前衛ができるのがメイス使いのテツオだけでさー、こいつ、サチっていうんだけど
前衛ができる盾もち片手剣に変更させようと思っているんだ。」
そういってケイタはサチの頭をポンポンしながら言った。
ケイタ「でさ、勝手がわからないからコーチしてくれないかなぁ?」
サチ「なによー人をできない人間みたいに、だってさぁ、急に前でて接近戦やれって言われもおっかないよー。」
ケイタ「うちのギルド、リアルでは同じ高校のパソコン研究会のメンバーなんだよね。あぁでも、ジェノフも心配しなくていいよ。すぐ仲良くなれるからさ。」
ジェノフ「・・・じゃあ仲間に入れてもらおうかな、よろしく。」
こうして俺は、このメンバーだけで攻略ができるまでいようとギルドに入った。
--第二十層 ひだまりの森 --
俺達はカマキリのようなエネミーと交戦中だ。もっとも俺はあんまり手を出していないが。
サチ「きゃあ!!」
はぁ、サチの奴、完全に消極的になっていやがる。
ジェノフ「サチ、一度さがれ。」
エネミーが鎌を振り下ろすが俺はその付け根を斬り落とす。もう一つの鎌を弾き飛ばし
ジェノフ「テツオ、スイッチ!!」
テツオ「おう!!」
怯んだ隙に、テツオのメイスを確実に当てていく、直撃を受けたエネミーはHPが0になり消滅した。

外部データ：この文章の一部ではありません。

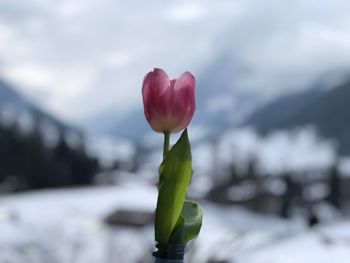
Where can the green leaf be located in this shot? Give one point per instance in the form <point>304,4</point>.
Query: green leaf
<point>175,174</point>
<point>188,225</point>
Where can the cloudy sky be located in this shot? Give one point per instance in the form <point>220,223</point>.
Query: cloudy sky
<point>78,58</point>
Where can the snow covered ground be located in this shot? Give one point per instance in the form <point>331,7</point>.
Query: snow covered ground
<point>66,226</point>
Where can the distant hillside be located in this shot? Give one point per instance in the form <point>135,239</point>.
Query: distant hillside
<point>27,160</point>
<point>219,104</point>
<point>327,109</point>
<point>10,97</point>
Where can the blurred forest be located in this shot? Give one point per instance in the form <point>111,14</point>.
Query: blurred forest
<point>28,162</point>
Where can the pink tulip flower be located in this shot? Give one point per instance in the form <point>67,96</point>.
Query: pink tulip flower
<point>168,104</point>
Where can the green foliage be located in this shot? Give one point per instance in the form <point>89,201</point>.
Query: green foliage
<point>188,225</point>
<point>175,174</point>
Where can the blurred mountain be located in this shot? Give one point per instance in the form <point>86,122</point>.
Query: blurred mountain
<point>217,97</point>
<point>36,155</point>
<point>11,99</point>
<point>325,108</point>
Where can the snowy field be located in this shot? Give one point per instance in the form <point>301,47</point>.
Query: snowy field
<point>66,226</point>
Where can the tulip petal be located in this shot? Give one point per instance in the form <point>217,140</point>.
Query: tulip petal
<point>155,85</point>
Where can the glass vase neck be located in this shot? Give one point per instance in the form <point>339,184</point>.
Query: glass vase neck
<point>169,253</point>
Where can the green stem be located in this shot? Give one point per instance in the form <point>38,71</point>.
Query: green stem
<point>166,143</point>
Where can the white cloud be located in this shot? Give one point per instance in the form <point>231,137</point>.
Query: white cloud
<point>96,52</point>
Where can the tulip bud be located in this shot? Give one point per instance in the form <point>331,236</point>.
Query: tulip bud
<point>168,104</point>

ケイタ「アインクラッドナイツが28層突破かぁ、しかも犠牲者0、すげぇなぁ。なぁジェノフ、攻略組と僕達は何が違うのだろう?」
ジェノフ「情報の差だな。あいつらは効率的に経験値を稼ぐ方法とか独占してるからさ。」
ケイタ「んー、そりゃそういうのもあるけど、僕は意志力だと思うんだよ。」
ジェノフ「意志力・・・」
ケイタ「仲間を、いや全プレイヤーを守ろうっていう意志かな。」
ジェノフ「ここも負けてはないだろうな。」
ケイタ「ああ、もちろん仲間も大事だよ、いつか攻略組の仲間入りしたいなぁ。」
ジェノフ「このギルドは強くなれるさ、きっと・・・」
そうして俺達は休憩を楽しい時間で過ごせた。
その日の夜、宿でケイタからマイホームを買おうと話したり、今後についても話していた。しかしサチの表情が優れないな、何かありそうだ・・・
ジェノフ(あれから数カ月、元の世界に戻る手掛かりはなしか。戻れないというのもあるかもしれんな・・・ん?サチが帰ってこない!?やはり何かあったか。)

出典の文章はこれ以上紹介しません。